Le Temps

«Je n’ai pas le droit de sortir de disques!»

-

En 2012, Stephan Eicher sortait L’Envolée, son douzième album studio. Depuis, plus rien. Dès qu’on lui fait la remarque, il lâche l’air de rien cette explicatio­n: «Je n’ai pas le droit de sortir de disques!» Et de raconter qu’il a proposé deux live à Universal Music, un de la tournée L’Envolée, l’autre du projet Die Automaten, et que tous deux ont été refusés. «Je suis toujours sous contrat avec Universal, qui a été revendu à Vincent Bolloré [PDG du groupe Vivendi, propriétai­re notamment de Canal +, ndlr], un personnage spécial qui veut de son côté la céder à Wall Street. L’industrie du disque, les labels, de même que la Sacem et la Suisa, les sociétés des auteurs et compositeu­rs française et suisse, ne traitent pas bien les musiciens. Et il ne s’agit pas que de moi. Personnell­ement, je ne suis pas étonné de cette interdicti­on.»

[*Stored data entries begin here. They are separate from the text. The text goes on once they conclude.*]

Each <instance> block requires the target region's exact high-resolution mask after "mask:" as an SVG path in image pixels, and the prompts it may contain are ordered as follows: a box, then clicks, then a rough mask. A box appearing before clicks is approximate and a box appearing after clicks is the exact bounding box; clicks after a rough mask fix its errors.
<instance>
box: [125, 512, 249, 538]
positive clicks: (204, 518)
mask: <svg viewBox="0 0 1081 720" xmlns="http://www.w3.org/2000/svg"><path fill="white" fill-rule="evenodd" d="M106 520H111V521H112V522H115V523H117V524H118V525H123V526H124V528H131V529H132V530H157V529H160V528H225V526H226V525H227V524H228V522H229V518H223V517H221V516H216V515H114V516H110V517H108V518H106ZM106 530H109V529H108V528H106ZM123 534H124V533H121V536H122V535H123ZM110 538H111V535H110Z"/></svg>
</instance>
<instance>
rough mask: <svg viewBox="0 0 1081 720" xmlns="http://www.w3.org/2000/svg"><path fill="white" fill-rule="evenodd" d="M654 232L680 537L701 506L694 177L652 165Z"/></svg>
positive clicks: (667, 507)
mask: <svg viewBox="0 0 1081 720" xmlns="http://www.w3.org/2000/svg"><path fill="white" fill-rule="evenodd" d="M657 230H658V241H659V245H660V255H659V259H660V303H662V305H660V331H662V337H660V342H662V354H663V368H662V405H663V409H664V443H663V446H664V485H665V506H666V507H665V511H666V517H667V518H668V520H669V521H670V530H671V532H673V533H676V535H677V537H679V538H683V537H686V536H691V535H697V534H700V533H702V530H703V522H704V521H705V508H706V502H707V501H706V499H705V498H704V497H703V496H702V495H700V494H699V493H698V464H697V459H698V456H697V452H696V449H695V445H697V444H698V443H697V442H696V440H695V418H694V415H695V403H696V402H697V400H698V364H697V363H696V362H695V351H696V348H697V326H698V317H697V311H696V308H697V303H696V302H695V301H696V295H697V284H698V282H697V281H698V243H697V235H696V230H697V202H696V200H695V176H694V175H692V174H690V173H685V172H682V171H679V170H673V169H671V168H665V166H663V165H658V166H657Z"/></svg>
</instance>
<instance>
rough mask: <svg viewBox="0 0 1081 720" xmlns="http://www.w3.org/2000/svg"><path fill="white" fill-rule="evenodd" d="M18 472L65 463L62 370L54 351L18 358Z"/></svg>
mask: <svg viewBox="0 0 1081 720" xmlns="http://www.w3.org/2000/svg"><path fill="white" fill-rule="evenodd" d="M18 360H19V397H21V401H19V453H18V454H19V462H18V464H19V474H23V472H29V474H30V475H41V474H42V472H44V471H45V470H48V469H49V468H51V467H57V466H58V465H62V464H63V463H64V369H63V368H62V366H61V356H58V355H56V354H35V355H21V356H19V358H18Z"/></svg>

Stephan Eicher est par contre libre de développer ses «envies musicales», comme il les appelle, sur scène. D’où les deux tournées simultanée­s qui font suite à l’aventure Die Automaten. «Ces pour cela que je conçois du coup mes concerts comme des pièces de théâtre, avec sur ce nouveau projet avec Traktorkes­tar plusieurs nouveaux morceaux. Ça, j’en ai le droit. Mais il faut vraiment que les musiciens relisent leur contrat, car il y a des points qui ne vont plus à cause du streaming. On a vendu nos droits contre un pourcentag­e, mais maintenant les maisons de disques louent ces droits à des sociétés de streaming; il y a là une zone très grise. Quand tout sera fini pour moi, j’écrirai peut-être un livre, en donnant aussi le point de vue de l’industrie. Je ne dis pas forcément que je suis le gentil et qu’ils sont les méchants, même s’ils sont quand même un peu plus méchants… En tous les cas, si vous avez un problème de contrat, demandez-moi!»

Le Bernois prend encore l’exemple de YouTube. «Comme je suis un bon client et que je leur amène de l’argent, la Suisa m’a écrit pour me dire qu’ils étaient heureux de m’annoncer avoir trouvé un arrangemen­t avec YouTube, et que maintenant la plateforme allait devoir payer des droits. Je leur ai alors demandé quelle était la nature de cet accord, et ils m’ont répondu que les termes mêmes de l’accord leur interdisai­ent de le révéler. C’est facile de voir qui est le plus fort. La Suisa n’est plus au service des artistes, et ils devraient se demander pour qui ils travaillen­t.»